Philosophy 7

Spring 2012

Number Title Instructor Days/time Room
7 Existentialism in Literature & Film Dreyfus TuTh 3:30-5 159 Mulford

In the traditional Judeo/Christian understanding, God is the ground of all meaning. At the end of the Medieval World, Descartes and Kant attempt to promote Man as an autonomous ground, taking the traditional place of God. The promotion of man undermines the authority of God, but as an autonomous ground Man turns out to be existentially insufficient. The dual failure of God and Man as ground, leaves us with the threat of nihilism. The course asks: Can we preserve the existential insight common to both traditions that life needs some kind of ground, without finding such a ground in a Supreme Being or in autonomous Man?
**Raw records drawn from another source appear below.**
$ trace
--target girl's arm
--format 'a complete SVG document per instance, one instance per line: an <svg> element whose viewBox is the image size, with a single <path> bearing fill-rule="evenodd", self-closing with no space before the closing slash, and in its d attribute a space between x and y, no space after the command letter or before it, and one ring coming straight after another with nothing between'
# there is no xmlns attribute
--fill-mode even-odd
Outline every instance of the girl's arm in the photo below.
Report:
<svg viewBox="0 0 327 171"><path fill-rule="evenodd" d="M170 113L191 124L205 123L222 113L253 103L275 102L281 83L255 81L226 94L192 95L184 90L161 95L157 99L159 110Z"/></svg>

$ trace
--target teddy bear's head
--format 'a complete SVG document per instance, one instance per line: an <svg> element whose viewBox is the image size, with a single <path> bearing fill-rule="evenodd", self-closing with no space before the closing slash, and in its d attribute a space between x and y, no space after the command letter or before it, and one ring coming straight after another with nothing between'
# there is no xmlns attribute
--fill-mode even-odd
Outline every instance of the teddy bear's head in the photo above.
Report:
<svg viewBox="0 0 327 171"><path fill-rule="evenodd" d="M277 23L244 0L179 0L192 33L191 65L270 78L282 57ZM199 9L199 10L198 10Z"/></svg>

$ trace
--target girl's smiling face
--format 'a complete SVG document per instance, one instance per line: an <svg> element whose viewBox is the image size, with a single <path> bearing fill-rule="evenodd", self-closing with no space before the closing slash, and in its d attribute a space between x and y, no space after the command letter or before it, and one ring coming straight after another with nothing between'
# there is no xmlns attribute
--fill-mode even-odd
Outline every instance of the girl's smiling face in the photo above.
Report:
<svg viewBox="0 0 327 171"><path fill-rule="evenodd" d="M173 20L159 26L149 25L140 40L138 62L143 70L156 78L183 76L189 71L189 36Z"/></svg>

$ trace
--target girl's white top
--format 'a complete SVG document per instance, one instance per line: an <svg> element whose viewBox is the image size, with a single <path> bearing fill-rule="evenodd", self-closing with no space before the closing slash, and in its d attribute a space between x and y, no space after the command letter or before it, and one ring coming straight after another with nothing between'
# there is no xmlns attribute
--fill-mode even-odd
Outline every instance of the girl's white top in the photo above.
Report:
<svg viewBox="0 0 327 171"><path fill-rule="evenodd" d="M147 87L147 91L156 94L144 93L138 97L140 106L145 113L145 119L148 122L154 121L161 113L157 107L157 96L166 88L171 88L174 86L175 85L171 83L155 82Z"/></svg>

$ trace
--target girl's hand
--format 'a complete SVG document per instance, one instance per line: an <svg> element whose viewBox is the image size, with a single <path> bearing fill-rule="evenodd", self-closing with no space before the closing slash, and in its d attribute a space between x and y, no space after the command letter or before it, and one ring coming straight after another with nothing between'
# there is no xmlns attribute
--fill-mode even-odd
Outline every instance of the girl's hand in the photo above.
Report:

The answer depends upon whether one can uncover an authority other than us that, although not a Supreme Being, nevertheless serves as a ground. The course will be devoted to a series of philosophical-religious thinkers who describe just such a possibility. Pascal speaks of God as essentially hidden and makes a virtue of his hiddenness. Kierkegaard holds that after the God-man appears in the world we no longer have, nor do we need, access to God the Father. Nietzsche embraces as liberating the sheer absence of any ground. In opposition, Dostoyevsky attempts to show how one can live a meaningful life that preserves the authority of our Judeo-Christian practices without recourse to a monotheistic metaphysics.

Required Reading: Dostoevsky, Brothers Karamazov (Dover) Kierkegaard, Fear & Trembling (Penguin) Nietzsche, The Gay Science (Vintage) Twilight of the Idols (Penguin)

Recommended: Duras, M., Hiroshima Mon Amour (Grove Press) Dudley, A., (ed.), Breathless (Rutgers U. Press)

Requirements: 1)Three 5 page papers on subjects to be selected from a list of suggested paper topics, or on a topic approved by your instructor. (2) Up to 200 pages of reading per week (3) Attendance at weekly discussion sections

Previously taught: SU10A, FL09, SP08, SP06, SP04.